Other News Materials 20 April 2010 15:17 (UTC +04:00)
Polish researchers on Tuesday exhumed the body of Stanislaw Pyjas, an anti-Communist activist who died in mysterious circumstances in 1977.
Poland exhumes anti-Communist activist to investigate death

Polish researchers on Tuesday exhumed the body of Stanislaw Pyjas, an anti-Communist activist who died in mysterious circumstances in 1977, DPA reported.

The body was exhumed in Gilowice, southern Poland, and was later to be taken to Krakow for testing.

Pyjas was found dead on May 7, 1977 outside a Krakow apartment. Prosecutors at the time said Pyjas had "fallen down the stairs." It was suspected Pyjas was killed by the secret services of Poland's then Communist government, but investigations in 1991 and 1999 were dropped due to lack of evidence.

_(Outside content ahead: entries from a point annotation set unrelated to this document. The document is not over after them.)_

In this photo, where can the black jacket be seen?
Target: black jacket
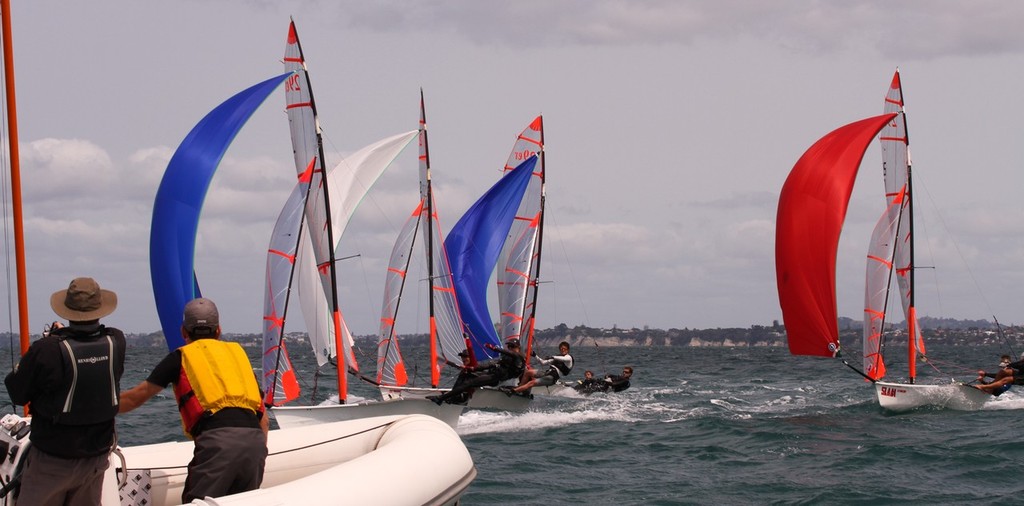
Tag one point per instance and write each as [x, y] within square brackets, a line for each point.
[41, 379]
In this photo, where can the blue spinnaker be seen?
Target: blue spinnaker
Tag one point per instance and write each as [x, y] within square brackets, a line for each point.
[179, 200]
[473, 246]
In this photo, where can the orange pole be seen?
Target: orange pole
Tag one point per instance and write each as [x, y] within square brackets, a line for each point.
[15, 174]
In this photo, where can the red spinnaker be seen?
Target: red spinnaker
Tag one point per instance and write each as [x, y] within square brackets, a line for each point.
[811, 210]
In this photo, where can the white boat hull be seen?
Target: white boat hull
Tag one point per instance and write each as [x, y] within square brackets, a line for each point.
[410, 391]
[299, 416]
[352, 462]
[901, 396]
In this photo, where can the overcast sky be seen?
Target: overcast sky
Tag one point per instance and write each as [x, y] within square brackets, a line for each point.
[670, 126]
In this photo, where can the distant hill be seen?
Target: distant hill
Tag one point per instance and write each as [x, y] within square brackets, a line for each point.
[956, 332]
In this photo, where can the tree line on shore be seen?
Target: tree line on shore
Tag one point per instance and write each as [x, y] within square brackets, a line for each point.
[945, 331]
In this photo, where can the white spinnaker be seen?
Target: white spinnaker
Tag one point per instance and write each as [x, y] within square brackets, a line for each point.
[348, 183]
[518, 265]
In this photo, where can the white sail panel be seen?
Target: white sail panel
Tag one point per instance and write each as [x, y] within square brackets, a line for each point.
[390, 367]
[895, 167]
[518, 264]
[279, 378]
[446, 320]
[348, 183]
[878, 279]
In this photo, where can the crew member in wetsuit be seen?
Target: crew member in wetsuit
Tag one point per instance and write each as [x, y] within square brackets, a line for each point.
[620, 382]
[559, 366]
[590, 384]
[1010, 373]
[510, 365]
[465, 374]
[71, 379]
[220, 405]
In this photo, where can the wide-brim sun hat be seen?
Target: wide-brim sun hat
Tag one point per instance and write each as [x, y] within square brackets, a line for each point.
[83, 301]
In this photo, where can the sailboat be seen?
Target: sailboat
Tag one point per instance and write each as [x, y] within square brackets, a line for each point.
[445, 339]
[811, 211]
[891, 255]
[325, 203]
[303, 466]
[474, 246]
[301, 462]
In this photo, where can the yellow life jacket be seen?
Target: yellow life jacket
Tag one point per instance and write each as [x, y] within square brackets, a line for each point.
[214, 375]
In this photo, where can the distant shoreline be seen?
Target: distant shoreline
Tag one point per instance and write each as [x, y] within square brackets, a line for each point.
[967, 333]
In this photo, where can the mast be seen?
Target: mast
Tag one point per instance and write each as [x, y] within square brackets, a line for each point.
[330, 263]
[428, 201]
[536, 275]
[15, 174]
[911, 318]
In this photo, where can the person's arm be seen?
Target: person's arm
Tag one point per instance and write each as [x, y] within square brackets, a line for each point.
[164, 374]
[20, 382]
[137, 396]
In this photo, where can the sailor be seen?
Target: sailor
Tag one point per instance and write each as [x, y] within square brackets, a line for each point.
[71, 379]
[220, 406]
[510, 364]
[559, 366]
[620, 382]
[590, 384]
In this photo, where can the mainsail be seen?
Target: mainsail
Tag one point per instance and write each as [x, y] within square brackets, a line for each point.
[280, 382]
[445, 338]
[179, 200]
[519, 265]
[811, 210]
[474, 245]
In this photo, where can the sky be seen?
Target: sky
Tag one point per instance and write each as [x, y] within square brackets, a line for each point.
[671, 126]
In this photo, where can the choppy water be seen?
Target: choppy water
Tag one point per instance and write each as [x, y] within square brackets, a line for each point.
[716, 425]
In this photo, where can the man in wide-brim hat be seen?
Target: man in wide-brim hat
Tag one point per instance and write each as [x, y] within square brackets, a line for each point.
[83, 301]
[72, 421]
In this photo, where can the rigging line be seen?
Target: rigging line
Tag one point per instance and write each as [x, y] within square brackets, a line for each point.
[847, 364]
[568, 265]
[955, 244]
[998, 329]
[4, 196]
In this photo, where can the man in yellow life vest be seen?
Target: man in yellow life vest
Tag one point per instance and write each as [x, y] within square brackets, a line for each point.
[220, 406]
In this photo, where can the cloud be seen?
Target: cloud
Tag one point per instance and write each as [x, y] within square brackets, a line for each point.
[912, 30]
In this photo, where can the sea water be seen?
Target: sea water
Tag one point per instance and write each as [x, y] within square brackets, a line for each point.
[709, 426]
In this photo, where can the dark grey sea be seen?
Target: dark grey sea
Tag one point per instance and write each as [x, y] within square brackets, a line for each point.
[712, 426]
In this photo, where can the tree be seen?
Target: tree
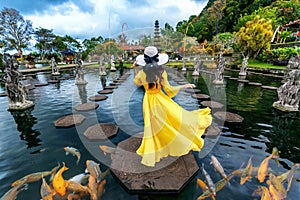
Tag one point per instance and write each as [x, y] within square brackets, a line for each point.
[44, 38]
[15, 32]
[255, 36]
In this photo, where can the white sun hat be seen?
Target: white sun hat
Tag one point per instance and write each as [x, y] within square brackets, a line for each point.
[152, 52]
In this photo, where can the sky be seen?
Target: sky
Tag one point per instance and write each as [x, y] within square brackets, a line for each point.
[84, 19]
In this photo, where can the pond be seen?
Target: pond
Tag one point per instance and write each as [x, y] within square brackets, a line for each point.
[29, 141]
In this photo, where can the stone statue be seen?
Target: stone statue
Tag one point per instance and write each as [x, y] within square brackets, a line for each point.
[196, 66]
[54, 67]
[289, 92]
[244, 67]
[219, 75]
[102, 67]
[16, 92]
[79, 73]
[112, 63]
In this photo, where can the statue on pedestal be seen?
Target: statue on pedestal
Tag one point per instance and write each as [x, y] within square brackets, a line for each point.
[79, 73]
[219, 76]
[112, 63]
[16, 92]
[244, 67]
[289, 92]
[54, 67]
[102, 67]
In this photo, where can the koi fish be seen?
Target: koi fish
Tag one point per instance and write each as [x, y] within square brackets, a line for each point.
[59, 183]
[263, 168]
[219, 186]
[74, 152]
[13, 192]
[273, 180]
[210, 183]
[45, 191]
[246, 173]
[218, 166]
[34, 177]
[94, 169]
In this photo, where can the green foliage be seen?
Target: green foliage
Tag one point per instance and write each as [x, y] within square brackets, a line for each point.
[255, 36]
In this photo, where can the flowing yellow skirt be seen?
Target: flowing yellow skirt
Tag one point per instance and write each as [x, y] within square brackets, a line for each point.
[169, 129]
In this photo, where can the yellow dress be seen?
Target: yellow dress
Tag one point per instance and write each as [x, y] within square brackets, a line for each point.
[168, 128]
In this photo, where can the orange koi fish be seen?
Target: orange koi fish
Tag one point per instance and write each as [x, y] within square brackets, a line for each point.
[246, 173]
[218, 166]
[263, 168]
[59, 183]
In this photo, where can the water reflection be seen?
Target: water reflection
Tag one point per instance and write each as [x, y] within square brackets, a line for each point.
[25, 121]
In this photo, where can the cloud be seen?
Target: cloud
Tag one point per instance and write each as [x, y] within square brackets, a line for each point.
[93, 18]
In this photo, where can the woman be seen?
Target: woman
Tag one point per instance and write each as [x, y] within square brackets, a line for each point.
[168, 128]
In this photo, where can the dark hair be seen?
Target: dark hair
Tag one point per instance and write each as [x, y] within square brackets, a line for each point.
[153, 74]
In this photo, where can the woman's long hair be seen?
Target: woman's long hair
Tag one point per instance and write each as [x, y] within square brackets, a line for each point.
[153, 74]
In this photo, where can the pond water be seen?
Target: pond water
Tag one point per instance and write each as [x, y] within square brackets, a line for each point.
[29, 141]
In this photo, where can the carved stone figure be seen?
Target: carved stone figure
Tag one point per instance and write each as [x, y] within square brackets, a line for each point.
[16, 91]
[79, 73]
[289, 92]
[219, 75]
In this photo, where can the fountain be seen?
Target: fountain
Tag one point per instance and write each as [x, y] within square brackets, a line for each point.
[80, 74]
[244, 67]
[219, 75]
[55, 71]
[16, 92]
[289, 92]
[112, 63]
[101, 67]
[196, 66]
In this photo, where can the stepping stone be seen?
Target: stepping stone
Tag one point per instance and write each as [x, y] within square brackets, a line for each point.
[254, 83]
[53, 81]
[228, 117]
[269, 87]
[169, 176]
[98, 98]
[200, 96]
[212, 132]
[110, 87]
[101, 131]
[191, 90]
[212, 104]
[69, 121]
[3, 94]
[243, 80]
[105, 91]
[86, 107]
[41, 84]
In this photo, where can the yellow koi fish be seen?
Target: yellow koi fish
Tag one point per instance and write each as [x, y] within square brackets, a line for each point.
[59, 183]
[74, 152]
[218, 166]
[45, 191]
[246, 173]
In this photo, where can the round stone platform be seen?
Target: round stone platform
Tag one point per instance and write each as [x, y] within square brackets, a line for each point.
[228, 117]
[101, 131]
[69, 121]
[170, 175]
[212, 104]
[86, 107]
[200, 96]
[105, 91]
[98, 98]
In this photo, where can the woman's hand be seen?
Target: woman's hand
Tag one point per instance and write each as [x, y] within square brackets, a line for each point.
[186, 86]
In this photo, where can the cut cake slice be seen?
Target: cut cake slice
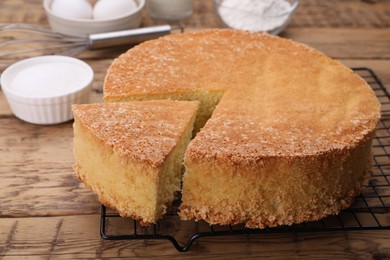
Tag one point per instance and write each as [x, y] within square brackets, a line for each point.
[130, 154]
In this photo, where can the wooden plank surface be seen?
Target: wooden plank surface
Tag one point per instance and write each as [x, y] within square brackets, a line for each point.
[46, 213]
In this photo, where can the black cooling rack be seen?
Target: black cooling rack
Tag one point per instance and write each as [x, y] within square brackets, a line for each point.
[370, 210]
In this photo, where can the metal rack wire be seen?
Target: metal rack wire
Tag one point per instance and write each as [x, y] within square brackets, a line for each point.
[370, 210]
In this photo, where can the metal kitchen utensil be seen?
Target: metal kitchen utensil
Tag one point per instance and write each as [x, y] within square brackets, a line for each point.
[24, 40]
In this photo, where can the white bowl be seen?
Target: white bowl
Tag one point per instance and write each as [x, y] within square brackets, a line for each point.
[41, 90]
[259, 16]
[84, 27]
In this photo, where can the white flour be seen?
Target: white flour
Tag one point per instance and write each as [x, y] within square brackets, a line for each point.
[254, 15]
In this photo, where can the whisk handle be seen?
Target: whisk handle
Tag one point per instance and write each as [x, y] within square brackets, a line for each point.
[127, 37]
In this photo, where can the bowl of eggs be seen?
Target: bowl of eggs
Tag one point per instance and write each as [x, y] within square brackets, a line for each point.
[85, 17]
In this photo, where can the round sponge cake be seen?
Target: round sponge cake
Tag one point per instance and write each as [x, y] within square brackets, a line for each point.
[286, 131]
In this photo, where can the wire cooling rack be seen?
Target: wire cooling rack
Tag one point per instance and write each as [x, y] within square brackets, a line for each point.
[370, 210]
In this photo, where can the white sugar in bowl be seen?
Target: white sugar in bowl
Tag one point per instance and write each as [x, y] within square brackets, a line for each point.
[41, 90]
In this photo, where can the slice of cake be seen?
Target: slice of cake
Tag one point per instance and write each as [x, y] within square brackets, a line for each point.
[290, 139]
[130, 154]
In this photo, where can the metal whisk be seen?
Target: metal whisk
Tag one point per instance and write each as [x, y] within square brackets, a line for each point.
[19, 41]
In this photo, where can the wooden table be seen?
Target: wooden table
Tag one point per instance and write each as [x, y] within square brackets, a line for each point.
[45, 212]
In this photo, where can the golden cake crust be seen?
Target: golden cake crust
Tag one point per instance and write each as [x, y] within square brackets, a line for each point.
[130, 154]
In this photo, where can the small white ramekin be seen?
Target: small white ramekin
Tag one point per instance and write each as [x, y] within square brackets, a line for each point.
[68, 81]
[84, 27]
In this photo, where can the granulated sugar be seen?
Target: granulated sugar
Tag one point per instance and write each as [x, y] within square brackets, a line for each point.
[254, 15]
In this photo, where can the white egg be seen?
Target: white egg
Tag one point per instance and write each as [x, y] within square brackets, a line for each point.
[81, 9]
[107, 9]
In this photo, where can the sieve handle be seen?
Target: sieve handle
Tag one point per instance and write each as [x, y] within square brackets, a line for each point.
[128, 37]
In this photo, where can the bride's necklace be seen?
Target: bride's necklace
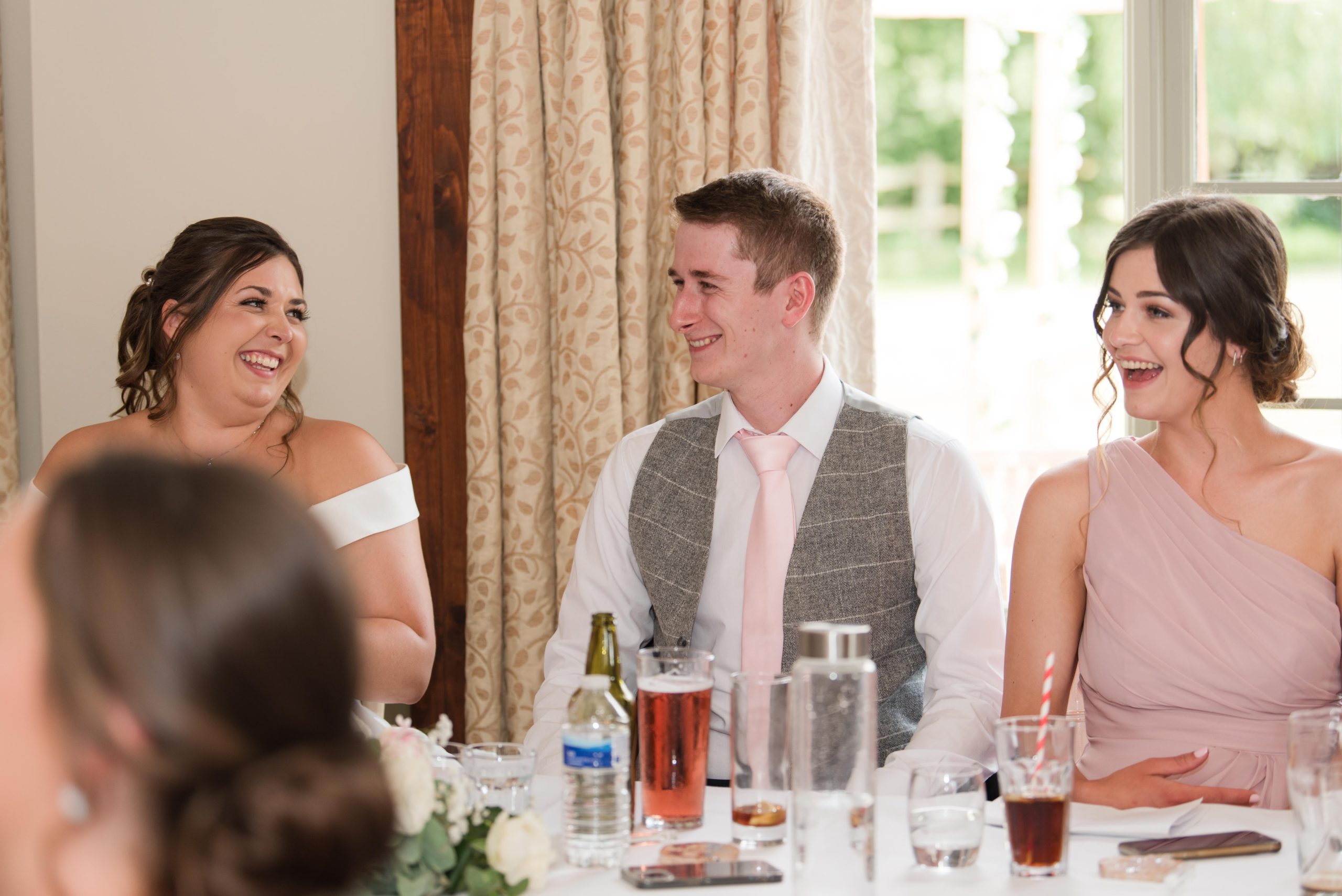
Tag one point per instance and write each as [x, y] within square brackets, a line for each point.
[210, 462]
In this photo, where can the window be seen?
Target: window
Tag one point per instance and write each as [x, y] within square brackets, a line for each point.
[1011, 147]
[1000, 153]
[1231, 97]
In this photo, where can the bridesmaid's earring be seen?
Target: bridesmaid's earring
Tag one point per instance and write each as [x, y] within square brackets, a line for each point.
[73, 804]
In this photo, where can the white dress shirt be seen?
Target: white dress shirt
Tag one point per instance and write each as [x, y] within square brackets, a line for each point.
[959, 621]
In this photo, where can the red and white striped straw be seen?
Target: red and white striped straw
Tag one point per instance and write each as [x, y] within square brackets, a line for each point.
[1043, 714]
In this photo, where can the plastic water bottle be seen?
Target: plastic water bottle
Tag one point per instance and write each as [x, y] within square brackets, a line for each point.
[596, 777]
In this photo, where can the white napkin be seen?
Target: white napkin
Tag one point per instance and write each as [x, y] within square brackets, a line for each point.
[1106, 822]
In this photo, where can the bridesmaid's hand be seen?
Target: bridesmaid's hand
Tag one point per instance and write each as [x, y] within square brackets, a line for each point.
[1146, 784]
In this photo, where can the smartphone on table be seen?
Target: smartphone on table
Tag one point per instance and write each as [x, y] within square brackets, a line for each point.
[712, 873]
[1237, 843]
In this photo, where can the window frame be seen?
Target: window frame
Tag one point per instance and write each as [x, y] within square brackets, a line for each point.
[1160, 128]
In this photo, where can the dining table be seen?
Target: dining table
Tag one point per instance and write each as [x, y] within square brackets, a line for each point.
[897, 873]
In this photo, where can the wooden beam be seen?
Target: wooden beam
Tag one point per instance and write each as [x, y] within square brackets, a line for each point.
[432, 120]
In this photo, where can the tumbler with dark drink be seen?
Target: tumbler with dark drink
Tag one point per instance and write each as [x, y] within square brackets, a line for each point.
[1036, 788]
[675, 687]
[761, 786]
[1038, 829]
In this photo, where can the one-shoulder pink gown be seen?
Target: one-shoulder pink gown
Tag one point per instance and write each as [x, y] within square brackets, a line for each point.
[1195, 636]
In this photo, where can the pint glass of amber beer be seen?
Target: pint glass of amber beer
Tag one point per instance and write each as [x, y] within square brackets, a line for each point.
[1036, 786]
[675, 685]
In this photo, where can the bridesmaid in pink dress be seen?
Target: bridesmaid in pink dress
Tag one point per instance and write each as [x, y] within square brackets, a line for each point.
[1189, 575]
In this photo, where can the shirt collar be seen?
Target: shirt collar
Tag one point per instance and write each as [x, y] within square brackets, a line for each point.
[811, 426]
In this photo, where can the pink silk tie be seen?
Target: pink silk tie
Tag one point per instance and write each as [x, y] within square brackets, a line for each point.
[773, 527]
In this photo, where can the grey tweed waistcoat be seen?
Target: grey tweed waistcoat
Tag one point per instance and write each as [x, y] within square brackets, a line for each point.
[852, 560]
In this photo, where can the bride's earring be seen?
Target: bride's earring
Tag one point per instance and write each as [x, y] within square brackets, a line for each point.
[73, 804]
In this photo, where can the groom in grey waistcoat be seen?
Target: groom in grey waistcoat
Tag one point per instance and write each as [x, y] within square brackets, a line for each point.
[789, 496]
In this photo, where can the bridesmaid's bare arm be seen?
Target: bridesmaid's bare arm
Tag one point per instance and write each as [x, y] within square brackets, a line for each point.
[1047, 589]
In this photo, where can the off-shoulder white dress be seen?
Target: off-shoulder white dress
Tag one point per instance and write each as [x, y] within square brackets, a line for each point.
[361, 512]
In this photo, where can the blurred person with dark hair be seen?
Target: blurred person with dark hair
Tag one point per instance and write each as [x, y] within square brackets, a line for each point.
[791, 496]
[209, 348]
[1189, 575]
[175, 685]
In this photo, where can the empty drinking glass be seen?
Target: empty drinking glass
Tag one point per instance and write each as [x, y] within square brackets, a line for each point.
[947, 813]
[502, 774]
[1314, 780]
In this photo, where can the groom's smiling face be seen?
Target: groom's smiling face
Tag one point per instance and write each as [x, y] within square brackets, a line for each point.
[732, 330]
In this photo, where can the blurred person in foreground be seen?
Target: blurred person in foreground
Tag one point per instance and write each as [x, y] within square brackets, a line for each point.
[178, 659]
[888, 524]
[1192, 573]
[209, 349]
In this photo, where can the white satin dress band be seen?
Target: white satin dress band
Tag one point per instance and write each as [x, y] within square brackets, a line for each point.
[370, 509]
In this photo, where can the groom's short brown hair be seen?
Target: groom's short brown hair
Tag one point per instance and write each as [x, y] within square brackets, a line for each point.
[783, 226]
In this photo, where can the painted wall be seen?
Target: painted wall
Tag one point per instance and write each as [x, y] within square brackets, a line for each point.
[126, 121]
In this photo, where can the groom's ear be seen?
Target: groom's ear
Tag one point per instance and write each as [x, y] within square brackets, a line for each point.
[800, 290]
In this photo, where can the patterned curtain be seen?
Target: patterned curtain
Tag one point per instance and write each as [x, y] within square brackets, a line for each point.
[587, 118]
[8, 417]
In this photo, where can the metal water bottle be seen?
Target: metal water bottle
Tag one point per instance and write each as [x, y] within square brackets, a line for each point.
[834, 761]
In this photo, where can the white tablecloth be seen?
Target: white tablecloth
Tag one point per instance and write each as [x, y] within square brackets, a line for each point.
[897, 872]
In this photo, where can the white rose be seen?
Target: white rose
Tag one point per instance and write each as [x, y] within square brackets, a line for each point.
[410, 776]
[520, 848]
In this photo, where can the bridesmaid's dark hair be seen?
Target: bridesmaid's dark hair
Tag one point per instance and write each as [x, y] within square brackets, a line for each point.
[207, 606]
[204, 261]
[1221, 260]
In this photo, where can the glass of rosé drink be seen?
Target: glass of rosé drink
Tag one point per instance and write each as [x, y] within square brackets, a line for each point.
[675, 686]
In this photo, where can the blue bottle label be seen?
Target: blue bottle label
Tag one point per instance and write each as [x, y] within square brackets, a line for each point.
[596, 753]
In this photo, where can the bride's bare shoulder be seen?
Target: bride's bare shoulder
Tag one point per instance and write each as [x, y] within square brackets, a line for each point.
[333, 457]
[81, 446]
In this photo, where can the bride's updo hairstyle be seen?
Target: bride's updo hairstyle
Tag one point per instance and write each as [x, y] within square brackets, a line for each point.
[1221, 260]
[204, 261]
[204, 606]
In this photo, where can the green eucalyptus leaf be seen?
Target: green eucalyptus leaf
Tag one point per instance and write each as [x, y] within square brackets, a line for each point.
[382, 882]
[408, 851]
[437, 847]
[418, 884]
[482, 882]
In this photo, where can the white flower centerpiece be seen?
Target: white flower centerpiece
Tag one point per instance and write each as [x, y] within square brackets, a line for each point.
[442, 844]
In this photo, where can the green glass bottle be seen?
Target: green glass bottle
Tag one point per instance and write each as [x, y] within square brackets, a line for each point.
[604, 659]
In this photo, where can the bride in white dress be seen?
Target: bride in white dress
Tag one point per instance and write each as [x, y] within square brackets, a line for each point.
[210, 342]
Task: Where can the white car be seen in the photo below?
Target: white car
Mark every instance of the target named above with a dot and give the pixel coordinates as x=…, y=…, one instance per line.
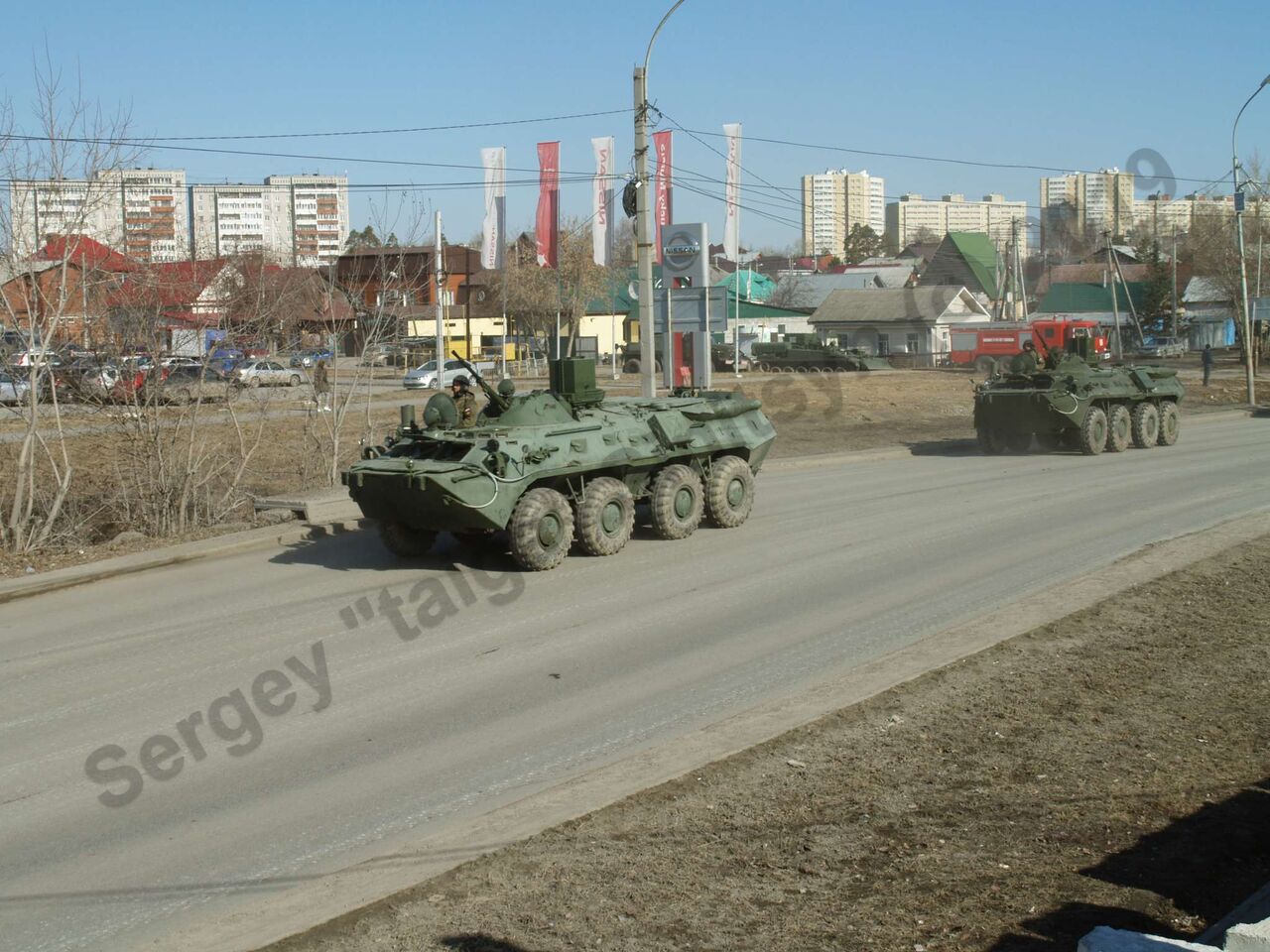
x=13, y=390
x=266, y=373
x=425, y=377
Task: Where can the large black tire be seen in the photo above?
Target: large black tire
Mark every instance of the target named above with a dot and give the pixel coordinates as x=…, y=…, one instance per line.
x=541, y=530
x=679, y=502
x=403, y=540
x=1093, y=430
x=1170, y=422
x=991, y=442
x=1146, y=425
x=606, y=517
x=1119, y=425
x=730, y=492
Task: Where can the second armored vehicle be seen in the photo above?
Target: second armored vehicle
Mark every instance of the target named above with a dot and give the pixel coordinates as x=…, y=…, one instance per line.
x=807, y=354
x=1075, y=402
x=563, y=465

The current investigation was launched by prosecutors after new evidence emerged. It is the fifth probe into the death. Researchers did not say how long the investigation would take.

Pyjas was a student at Krakow's Jagiellonian University, and a member of the Workers' Defence Committee, which helped organize protests against Poland's communist regime.

Prosecutors were given the nod to exhume the body on March 18 from Janusz Kurtyka, head of the Institute of National Remembrance, which investigates Nazi and Soviet crimes.

Kurtyka said the investigation would settle the "mechanisms and reasons" of the student's death.

Kurtyka was one of the 96 victims who died in a plane crash on April 10 in Smolensk, Russia that also killed Polish President Lech Kaczynski and dozens of politicians.